Friday, September 17, 2004

A sufficient sentence?

Concern has been raised that Edwards' nine year sentence was too light. However the Judge gave his reasoning for the sentence in his decision which is available online.

According to the Court of Appeal, the best guidelines for appropriate manslaughter sentences in this country are found in the sentences for similar cases of manslaughter. The Crown sought a sentence of eight to twelve years while the Defence pleaded for four to five years. Judge Frater accordingly relied on the following cases, namely the Rota and Ali cases.

The Ali case concerned a youth killing his uncle after the latter made improper advances towards him. Ali was sentenced to three years (the prosecution sought six, the defence two). However the lightness of that sentence was due to Ali's youth (he was sixteen at the time), his character ("inexperienced and naive") and his lack of previous convictions, none of which are applicable to Edwards (who was 24, streetwise with 56 previous convictions).

I can't find much on the Rota case as the sentencing occurred in 1997. I assume from the suggested sentence by Edwards' lawyer that it was no more than four years.
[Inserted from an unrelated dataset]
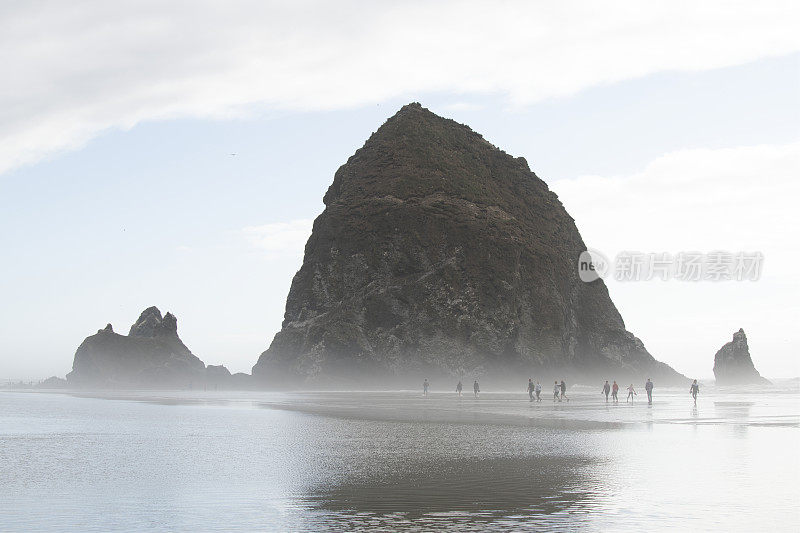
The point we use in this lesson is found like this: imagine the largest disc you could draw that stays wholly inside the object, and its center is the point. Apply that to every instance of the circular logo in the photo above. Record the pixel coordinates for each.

The relationship between the deceased and Rota was said by Judge Frater in her decision to be very similar. However Rota was also 19 at the time and had no previous convictions and so the sentence he received was not applicable to Edwards.

Aggravating the case were 1) the degree of violence used (forty blows to the head) 2) attempted strangulation 3) that the offence was committed while Edwards still subject to a sentence (technically this wasn't parole) 4) that Edwards committed the offence while he had just been released 5) the lack of attempt to call for help and 6) the theft of McNee's possessions. As a result, the Judge decided that the appropriate starting point was 10 to 11 years and took a little bit of time for Edwards' background (dire) and his limited remorse (The pre-sentence report indicated that Edwards felt no empathy for the victim and was more sorry for himself, as the wronged person).

Since the sentence is roughly what the Crown asked for, I don't see any prospect of an appeal.